In chess, there is this play called a gambit. A gambit is a chess opening in which a player risks one or more pawns or a minor piece to gain an advantage in position.
After "the incident" on Saturday I played the tough love parental gambit.
I was prepared to let it play for for 2 days, but it honestly took less than 24 hours.
I basically refused to lift a finger. I let Mom do everything on her own. I made sure it was inconvenient. If Dad was uncomfortable in the bed... I let it be.
Mom came to me and said - "He's given up. This is too tough. Do what you have to do."
Breakthrough.
I sat her down and said "I love you Mom, but you are going to have to learn to deny your basic impulse to speak out."
Great... Now I'm not handling a 2 front war. It's a 1 front war... time to work on Dad.
Dad, was tougher.
The abbreviated form of the conversation was - "Okay, Dad. I'm calling your physical therapist, occupational therapist and cancelling your services - and I'm going to go home."
He said - "Who's going to take care of me if you're gone?"
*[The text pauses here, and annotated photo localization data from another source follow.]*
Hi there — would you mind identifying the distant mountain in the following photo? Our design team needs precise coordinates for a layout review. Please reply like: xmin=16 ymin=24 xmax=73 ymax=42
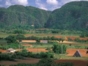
xmin=0 ymin=5 xmax=50 ymax=29
xmin=45 ymin=1 xmax=88 ymax=30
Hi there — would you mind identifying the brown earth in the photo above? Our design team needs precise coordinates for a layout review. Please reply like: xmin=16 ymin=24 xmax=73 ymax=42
xmin=66 ymin=49 xmax=88 ymax=57
xmin=0 ymin=49 xmax=7 ymax=53
xmin=55 ymin=59 xmax=88 ymax=66
xmin=66 ymin=36 xmax=88 ymax=41
xmin=22 ymin=44 xmax=33 ymax=47
xmin=22 ymin=40 xmax=36 ymax=43
xmin=0 ymin=58 xmax=40 ymax=66
xmin=27 ymin=48 xmax=48 ymax=53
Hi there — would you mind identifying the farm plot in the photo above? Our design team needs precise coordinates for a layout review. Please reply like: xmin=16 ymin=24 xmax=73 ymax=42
xmin=0 ymin=58 xmax=40 ymax=66
xmin=66 ymin=49 xmax=88 ymax=57
xmin=26 ymin=48 xmax=48 ymax=53
xmin=0 ymin=49 xmax=7 ymax=53
xmin=22 ymin=40 xmax=36 ymax=43
xmin=55 ymin=59 xmax=88 ymax=66
xmin=22 ymin=44 xmax=33 ymax=48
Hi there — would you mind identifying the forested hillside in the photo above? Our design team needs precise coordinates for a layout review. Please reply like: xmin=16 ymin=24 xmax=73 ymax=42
xmin=0 ymin=1 xmax=88 ymax=30
xmin=0 ymin=5 xmax=50 ymax=29
xmin=45 ymin=1 xmax=88 ymax=31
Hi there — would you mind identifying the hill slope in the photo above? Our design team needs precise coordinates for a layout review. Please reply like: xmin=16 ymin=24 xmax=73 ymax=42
xmin=45 ymin=1 xmax=88 ymax=30
xmin=0 ymin=5 xmax=50 ymax=29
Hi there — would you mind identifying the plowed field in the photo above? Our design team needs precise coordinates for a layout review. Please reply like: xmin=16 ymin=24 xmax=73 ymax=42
xmin=55 ymin=59 xmax=88 ymax=66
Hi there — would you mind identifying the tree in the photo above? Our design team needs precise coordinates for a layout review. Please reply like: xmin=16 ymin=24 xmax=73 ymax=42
xmin=36 ymin=38 xmax=40 ymax=43
xmin=13 ymin=30 xmax=25 ymax=34
xmin=52 ymin=44 xmax=67 ymax=54
xmin=38 ymin=58 xmax=53 ymax=66
xmin=5 ymin=35 xmax=17 ymax=43
xmin=16 ymin=34 xmax=25 ymax=42
xmin=52 ymin=44 xmax=61 ymax=54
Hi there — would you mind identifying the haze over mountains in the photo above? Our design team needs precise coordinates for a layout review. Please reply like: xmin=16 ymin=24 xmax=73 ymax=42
xmin=0 ymin=1 xmax=88 ymax=30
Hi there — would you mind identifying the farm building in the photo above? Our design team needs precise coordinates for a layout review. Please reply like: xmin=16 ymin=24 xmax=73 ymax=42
xmin=7 ymin=48 xmax=17 ymax=53
xmin=73 ymin=50 xmax=82 ymax=57
xmin=66 ymin=49 xmax=88 ymax=57
xmin=40 ymin=40 xmax=48 ymax=43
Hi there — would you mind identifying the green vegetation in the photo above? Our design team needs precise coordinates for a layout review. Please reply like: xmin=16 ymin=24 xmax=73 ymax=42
xmin=9 ymin=59 xmax=73 ymax=66
xmin=45 ymin=1 xmax=88 ymax=31
xmin=0 ymin=5 xmax=50 ymax=29
xmin=13 ymin=30 xmax=25 ymax=34
xmin=0 ymin=1 xmax=88 ymax=31
xmin=5 ymin=35 xmax=17 ymax=43
xmin=80 ymin=32 xmax=88 ymax=37
xmin=0 ymin=1 xmax=88 ymax=66
xmin=52 ymin=44 xmax=67 ymax=54
xmin=0 ymin=50 xmax=53 ymax=61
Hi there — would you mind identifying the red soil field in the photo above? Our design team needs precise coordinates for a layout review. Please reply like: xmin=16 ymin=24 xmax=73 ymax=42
xmin=79 ymin=37 xmax=88 ymax=41
xmin=65 ymin=36 xmax=78 ymax=41
xmin=55 ymin=59 xmax=88 ymax=66
xmin=55 ymin=36 xmax=62 ymax=38
xmin=66 ymin=49 xmax=88 ymax=57
xmin=66 ymin=36 xmax=88 ymax=41
xmin=0 ymin=49 xmax=6 ymax=53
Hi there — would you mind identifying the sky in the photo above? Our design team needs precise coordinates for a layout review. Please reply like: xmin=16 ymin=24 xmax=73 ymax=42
xmin=0 ymin=0 xmax=88 ymax=11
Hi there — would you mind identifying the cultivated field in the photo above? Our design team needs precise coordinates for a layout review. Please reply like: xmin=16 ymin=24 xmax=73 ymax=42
xmin=0 ymin=58 xmax=40 ymax=66
xmin=55 ymin=59 xmax=88 ymax=66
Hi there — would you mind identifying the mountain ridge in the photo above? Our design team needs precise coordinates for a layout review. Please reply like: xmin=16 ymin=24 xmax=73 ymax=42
xmin=45 ymin=1 xmax=88 ymax=31
xmin=0 ymin=5 xmax=51 ymax=29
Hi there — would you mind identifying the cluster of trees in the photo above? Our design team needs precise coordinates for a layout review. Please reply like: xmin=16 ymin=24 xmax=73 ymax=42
xmin=52 ymin=44 xmax=67 ymax=54
xmin=4 ymin=35 xmax=64 ymax=44
xmin=80 ymin=32 xmax=88 ymax=37
xmin=74 ymin=38 xmax=88 ymax=42
xmin=5 ymin=34 xmax=25 ymax=43
xmin=0 ymin=49 xmax=53 ymax=61
xmin=13 ymin=30 xmax=25 ymax=34
xmin=0 ymin=52 xmax=15 ymax=61
xmin=26 ymin=36 xmax=64 ymax=42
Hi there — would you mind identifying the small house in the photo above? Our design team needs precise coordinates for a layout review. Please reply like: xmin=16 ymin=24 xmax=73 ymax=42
xmin=40 ymin=40 xmax=48 ymax=43
xmin=7 ymin=48 xmax=17 ymax=53
xmin=73 ymin=50 xmax=81 ymax=57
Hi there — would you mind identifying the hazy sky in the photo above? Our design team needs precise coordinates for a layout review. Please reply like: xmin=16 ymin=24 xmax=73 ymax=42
xmin=0 ymin=0 xmax=87 ymax=11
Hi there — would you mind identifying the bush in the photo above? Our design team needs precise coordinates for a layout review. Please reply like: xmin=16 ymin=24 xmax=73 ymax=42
xmin=52 ymin=44 xmax=67 ymax=54
xmin=5 ymin=35 xmax=17 ymax=43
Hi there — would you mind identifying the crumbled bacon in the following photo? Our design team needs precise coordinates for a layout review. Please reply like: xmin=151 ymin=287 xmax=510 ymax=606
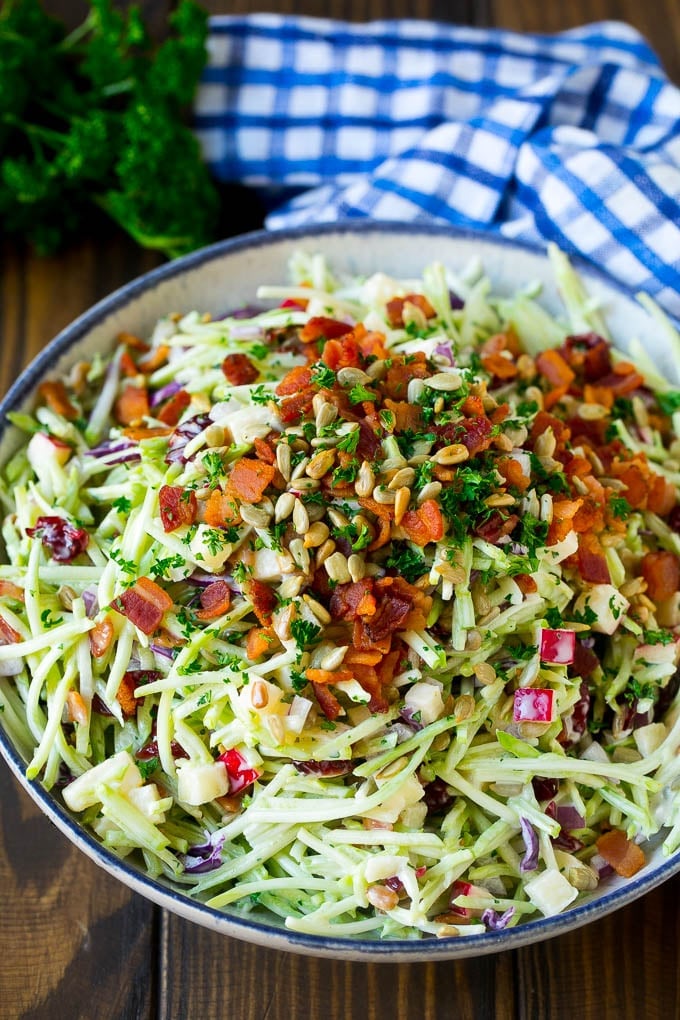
xmin=222 ymin=352 xmax=259 ymax=386
xmin=246 ymin=579 xmax=277 ymax=626
xmin=159 ymin=485 xmax=197 ymax=533
xmin=112 ymin=577 xmax=173 ymax=635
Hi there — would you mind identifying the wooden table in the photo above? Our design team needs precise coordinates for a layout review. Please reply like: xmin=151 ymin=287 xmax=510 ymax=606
xmin=2 ymin=2 xmax=679 ymax=1017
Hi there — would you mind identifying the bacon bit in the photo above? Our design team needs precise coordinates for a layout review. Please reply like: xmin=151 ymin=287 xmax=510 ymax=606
xmin=89 ymin=616 xmax=114 ymax=658
xmin=38 ymin=380 xmax=79 ymax=420
xmin=246 ymin=626 xmax=276 ymax=660
xmin=0 ymin=581 xmax=24 ymax=601
xmin=157 ymin=389 xmax=191 ymax=426
xmin=641 ymin=551 xmax=680 ymax=601
xmin=595 ymin=368 xmax=645 ymax=396
xmin=159 ymin=485 xmax=198 ymax=533
xmin=321 ymin=334 xmax=361 ymax=370
xmin=114 ymin=384 xmax=150 ymax=426
xmin=596 ymin=829 xmax=645 ymax=878
xmin=122 ymin=425 xmax=172 ymax=441
xmin=647 ymin=473 xmax=677 ymax=515
xmin=572 ymin=498 xmax=605 ymax=534
xmin=474 ymin=511 xmax=518 ymax=544
xmin=279 ymin=388 xmax=316 ymax=424
xmin=120 ymin=351 xmax=139 ymax=377
xmin=66 ymin=690 xmax=88 ymax=726
xmin=116 ymin=673 xmax=141 ymax=718
xmin=577 ymin=533 xmax=611 ymax=584
xmin=300 ymin=316 xmax=353 ymax=344
xmin=329 ymin=580 xmax=377 ymax=621
xmin=582 ymin=383 xmax=615 ymax=410
xmin=530 ymin=412 xmax=571 ymax=449
xmin=460 ymin=394 xmax=485 ymax=417
xmin=515 ymin=574 xmax=538 ymax=594
xmin=362 ymin=596 xmax=411 ymax=645
xmin=481 ymin=352 xmax=517 ymax=381
xmin=563 ymin=333 xmax=612 ymax=381
xmin=0 ymin=614 xmax=21 ymax=645
xmin=400 ymin=499 xmax=444 ymax=547
xmin=547 ymin=498 xmax=584 ymax=544
xmin=353 ymin=618 xmax=392 ymax=656
xmin=344 ymin=648 xmax=383 ymax=667
xmin=117 ymin=331 xmax=149 ymax=352
xmin=253 ymin=436 xmax=276 ymax=464
xmin=222 ymin=352 xmax=259 ymax=385
xmin=383 ymin=353 xmax=429 ymax=400
xmin=385 ymin=293 xmax=435 ymax=328
xmin=305 ymin=667 xmax=354 ymax=685
xmin=204 ymin=489 xmax=241 ymax=528
xmin=456 ymin=415 xmax=493 ymax=456
xmin=312 ymin=682 xmax=342 ymax=720
xmin=196 ymin=580 xmax=232 ymax=620
xmin=536 ymin=349 xmax=576 ymax=389
xmin=152 ymin=627 xmax=185 ymax=649
xmin=351 ymin=663 xmax=390 ymax=712
xmin=229 ymin=458 xmax=276 ymax=503
xmin=357 ymin=498 xmax=393 ymax=551
xmin=276 ymin=365 xmax=313 ymax=396
xmin=355 ymin=325 xmax=389 ymax=361
xmin=246 ymin=579 xmax=277 ymax=626
xmin=112 ymin=577 xmax=173 ymax=635
xmin=497 ymin=456 xmax=530 ymax=492
xmin=138 ymin=345 xmax=170 ymax=373
xmin=382 ymin=398 xmax=423 ymax=433
xmin=613 ymin=462 xmax=648 ymax=509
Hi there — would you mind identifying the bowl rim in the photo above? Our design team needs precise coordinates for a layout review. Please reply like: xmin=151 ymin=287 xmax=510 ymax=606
xmin=1 ymin=219 xmax=679 ymax=961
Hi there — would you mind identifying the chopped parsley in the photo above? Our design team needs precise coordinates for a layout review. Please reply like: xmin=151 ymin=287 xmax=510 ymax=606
xmin=332 ymin=460 xmax=359 ymax=485
xmin=518 ymin=514 xmax=548 ymax=556
xmin=610 ymin=495 xmax=632 ymax=519
xmin=385 ymin=543 xmax=428 ymax=584
xmin=111 ymin=496 xmax=132 ymax=514
xmin=623 ymin=678 xmax=656 ymax=705
xmin=348 ymin=383 xmax=376 ymax=405
xmin=290 ymin=619 xmax=322 ymax=650
xmin=202 ymin=450 xmax=226 ymax=489
xmin=250 ymin=384 xmax=277 ymax=406
xmin=310 ymin=363 xmax=336 ymax=389
xmin=643 ymin=629 xmax=674 ymax=645
xmin=656 ymin=391 xmax=680 ymax=417
xmin=40 ymin=609 xmax=63 ymax=629
xmin=137 ymin=757 xmax=159 ymax=781
xmin=336 ymin=428 xmax=361 ymax=454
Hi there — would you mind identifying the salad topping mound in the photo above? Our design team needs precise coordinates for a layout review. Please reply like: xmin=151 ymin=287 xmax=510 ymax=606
xmin=2 ymin=245 xmax=680 ymax=939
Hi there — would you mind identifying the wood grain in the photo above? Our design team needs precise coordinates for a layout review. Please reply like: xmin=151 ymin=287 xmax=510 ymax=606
xmin=0 ymin=2 xmax=678 ymax=1019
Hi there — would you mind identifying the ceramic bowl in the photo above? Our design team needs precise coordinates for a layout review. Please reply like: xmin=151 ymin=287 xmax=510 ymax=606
xmin=1 ymin=222 xmax=679 ymax=961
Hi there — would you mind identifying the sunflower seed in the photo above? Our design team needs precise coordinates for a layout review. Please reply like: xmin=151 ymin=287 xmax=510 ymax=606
xmin=315 ymin=401 xmax=338 ymax=431
xmin=303 ymin=521 xmax=330 ymax=548
xmin=302 ymin=594 xmax=332 ymax=626
xmin=387 ymin=467 xmax=416 ymax=490
xmin=355 ymin=461 xmax=376 ymax=498
xmin=318 ymin=644 xmax=349 ymax=671
xmin=373 ymin=485 xmax=396 ymax=505
xmin=337 ymin=366 xmax=372 ymax=387
xmin=315 ymin=539 xmax=337 ymax=568
xmin=291 ymin=455 xmax=310 ymax=480
xmin=432 ymin=444 xmax=469 ymax=466
xmin=327 ymin=507 xmax=350 ymax=529
xmin=240 ymin=502 xmax=272 ymax=528
xmin=276 ymin=444 xmax=292 ymax=481
xmin=394 ymin=486 xmax=411 ymax=525
xmin=306 ymin=448 xmax=336 ymax=479
xmin=425 ymin=371 xmax=463 ymax=391
xmin=274 ymin=491 xmax=295 ymax=523
xmin=324 ymin=551 xmax=351 ymax=584
xmin=292 ymin=499 xmax=310 ymax=535
xmin=417 ymin=481 xmax=442 ymax=503
xmin=289 ymin=538 xmax=311 ymax=573
xmin=251 ymin=680 xmax=269 ymax=709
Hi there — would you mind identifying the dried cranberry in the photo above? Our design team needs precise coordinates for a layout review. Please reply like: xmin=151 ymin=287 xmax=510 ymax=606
xmin=668 ymin=506 xmax=680 ymax=533
xmin=423 ymin=777 xmax=455 ymax=814
xmin=26 ymin=516 xmax=88 ymax=563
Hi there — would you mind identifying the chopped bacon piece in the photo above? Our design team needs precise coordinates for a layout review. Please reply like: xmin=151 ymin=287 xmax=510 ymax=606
xmin=362 ymin=596 xmax=411 ymax=644
xmin=246 ymin=579 xmax=277 ymax=626
xmin=157 ymin=389 xmax=191 ymax=426
xmin=382 ymin=399 xmax=423 ymax=433
xmin=400 ymin=499 xmax=444 ymax=547
xmin=330 ymin=580 xmax=377 ymax=621
xmin=120 ymin=351 xmax=139 ymax=377
xmin=253 ymin=436 xmax=276 ymax=464
xmin=353 ymin=618 xmax=392 ymax=656
xmin=344 ymin=648 xmax=383 ymax=667
xmin=116 ymin=672 xmax=143 ymax=717
xmin=647 ymin=473 xmax=677 ymax=515
xmin=38 ymin=380 xmax=78 ymax=420
xmin=196 ymin=580 xmax=232 ymax=620
xmin=481 ymin=352 xmax=517 ymax=381
xmin=114 ymin=384 xmax=150 ymax=426
xmin=305 ymin=667 xmax=354 ymax=685
xmin=641 ymin=551 xmax=680 ymax=601
xmin=530 ymin=412 xmax=571 ymax=449
xmin=204 ymin=489 xmax=240 ymax=528
xmin=112 ymin=577 xmax=173 ymax=635
xmin=497 ymin=457 xmax=530 ymax=492
xmin=229 ymin=458 xmax=276 ymax=503
xmin=300 ymin=316 xmax=353 ymax=344
xmin=276 ymin=365 xmax=313 ymax=396
xmin=159 ymin=485 xmax=197 ymax=533
xmin=475 ymin=511 xmax=518 ymax=544
xmin=89 ymin=617 xmax=114 ymax=658
xmin=321 ymin=334 xmax=361 ymax=370
xmin=222 ymin=353 xmax=259 ymax=386
xmin=117 ymin=331 xmax=149 ymax=352
xmin=66 ymin=690 xmax=88 ymax=726
xmin=246 ymin=626 xmax=277 ymax=660
xmin=385 ymin=293 xmax=436 ymax=328
xmin=614 ymin=462 xmax=648 ymax=510
xmin=595 ymin=369 xmax=645 ymax=396
xmin=279 ymin=388 xmax=316 ymax=424
xmin=138 ymin=345 xmax=170 ymax=373
xmin=382 ymin=353 xmax=429 ymax=400
xmin=535 ymin=350 xmax=576 ymax=389
xmin=312 ymin=682 xmax=342 ymax=721
xmin=357 ymin=498 xmax=393 ymax=551
xmin=515 ymin=574 xmax=537 ymax=594
xmin=547 ymin=499 xmax=583 ymax=545
xmin=596 ymin=829 xmax=645 ymax=878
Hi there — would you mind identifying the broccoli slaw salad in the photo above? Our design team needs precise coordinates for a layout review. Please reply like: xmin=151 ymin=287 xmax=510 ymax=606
xmin=2 ymin=243 xmax=680 ymax=941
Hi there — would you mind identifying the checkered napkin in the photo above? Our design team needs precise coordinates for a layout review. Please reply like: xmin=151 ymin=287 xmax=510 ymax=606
xmin=194 ymin=16 xmax=680 ymax=318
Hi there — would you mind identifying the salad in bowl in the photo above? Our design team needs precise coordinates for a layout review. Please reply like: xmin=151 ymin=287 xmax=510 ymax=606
xmin=1 ymin=233 xmax=680 ymax=946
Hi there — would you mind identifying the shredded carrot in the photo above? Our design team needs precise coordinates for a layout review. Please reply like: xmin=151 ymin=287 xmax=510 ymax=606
xmin=0 ymin=580 xmax=24 ymax=601
xmin=120 ymin=351 xmax=139 ymax=377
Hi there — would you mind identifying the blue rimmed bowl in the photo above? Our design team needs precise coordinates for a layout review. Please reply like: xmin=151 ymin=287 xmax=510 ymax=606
xmin=1 ymin=222 xmax=679 ymax=961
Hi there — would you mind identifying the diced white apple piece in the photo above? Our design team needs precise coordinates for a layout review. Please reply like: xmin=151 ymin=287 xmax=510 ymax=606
xmin=404 ymin=681 xmax=444 ymax=726
xmin=190 ymin=522 xmax=232 ymax=573
xmin=63 ymin=750 xmax=142 ymax=812
xmin=524 ymin=869 xmax=578 ymax=916
xmin=177 ymin=761 xmax=229 ymax=806
xmin=127 ymin=783 xmax=173 ymax=824
xmin=573 ymin=585 xmax=629 ymax=635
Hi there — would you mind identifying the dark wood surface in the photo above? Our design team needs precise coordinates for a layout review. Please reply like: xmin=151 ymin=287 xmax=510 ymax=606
xmin=2 ymin=2 xmax=679 ymax=1018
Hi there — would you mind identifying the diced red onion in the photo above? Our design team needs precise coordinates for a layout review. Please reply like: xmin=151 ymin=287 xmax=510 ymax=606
xmin=590 ymin=852 xmax=614 ymax=879
xmin=292 ymin=760 xmax=352 ymax=777
xmin=448 ymin=290 xmax=465 ymax=310
xmin=82 ymin=588 xmax=99 ymax=618
xmin=165 ymin=413 xmax=212 ymax=465
xmin=519 ymin=817 xmax=539 ymax=872
xmin=149 ymin=643 xmax=176 ymax=661
xmin=399 ymin=705 xmax=424 ymax=731
xmin=433 ymin=341 xmax=455 ymax=365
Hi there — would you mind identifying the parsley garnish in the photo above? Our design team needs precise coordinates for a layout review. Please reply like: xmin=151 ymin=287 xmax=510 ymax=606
xmin=385 ymin=543 xmax=427 ymax=584
xmin=519 ymin=514 xmax=548 ymax=556
xmin=40 ymin=608 xmax=63 ymax=629
xmin=290 ymin=619 xmax=322 ymax=649
xmin=137 ymin=757 xmax=159 ymax=781
xmin=544 ymin=607 xmax=563 ymax=628
xmin=643 ymin=629 xmax=674 ymax=645
xmin=250 ymin=385 xmax=277 ymax=406
xmin=336 ymin=428 xmax=360 ymax=454
xmin=332 ymin=460 xmax=359 ymax=485
xmin=348 ymin=383 xmax=376 ymax=405
xmin=610 ymin=496 xmax=632 ymax=519
xmin=623 ymin=678 xmax=656 ymax=705
xmin=111 ymin=496 xmax=132 ymax=514
xmin=202 ymin=450 xmax=225 ymax=489
xmin=310 ymin=363 xmax=336 ymax=389
xmin=150 ymin=553 xmax=186 ymax=579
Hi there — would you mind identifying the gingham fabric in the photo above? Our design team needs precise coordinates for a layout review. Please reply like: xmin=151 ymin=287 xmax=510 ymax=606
xmin=194 ymin=15 xmax=680 ymax=318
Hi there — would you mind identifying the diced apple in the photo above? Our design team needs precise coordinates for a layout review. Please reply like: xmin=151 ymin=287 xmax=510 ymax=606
xmin=572 ymin=585 xmax=629 ymax=635
xmin=63 ymin=750 xmax=142 ymax=812
xmin=524 ymin=868 xmax=578 ymax=916
xmin=177 ymin=761 xmax=229 ymax=806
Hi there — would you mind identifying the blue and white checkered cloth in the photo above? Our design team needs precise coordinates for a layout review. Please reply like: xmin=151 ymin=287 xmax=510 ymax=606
xmin=194 ymin=16 xmax=680 ymax=318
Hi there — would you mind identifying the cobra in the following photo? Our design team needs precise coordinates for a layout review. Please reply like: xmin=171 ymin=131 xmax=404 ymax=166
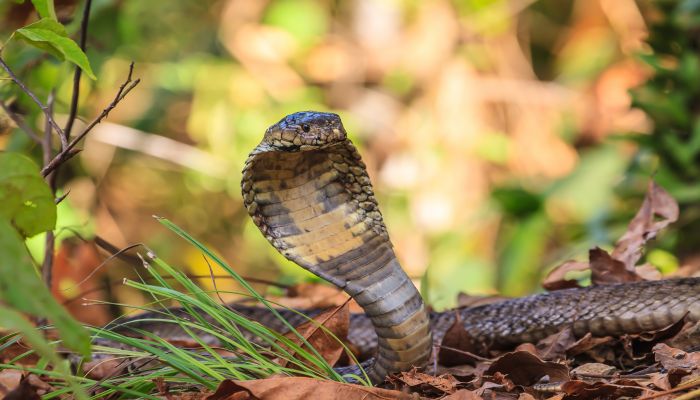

"If you're going to just stay in bed... you don't need me here. I don't want to watch."
"I guess I have to get out of bed."
Victory!
Dad and I are back to normal now. He's looking at me. Smiling. That connection is back.
As for Mom? We're getting closer.
Despite the minor set back, there's a lot of good healing going on.
Thanks for all the prayers, positive thoughts and encouragement.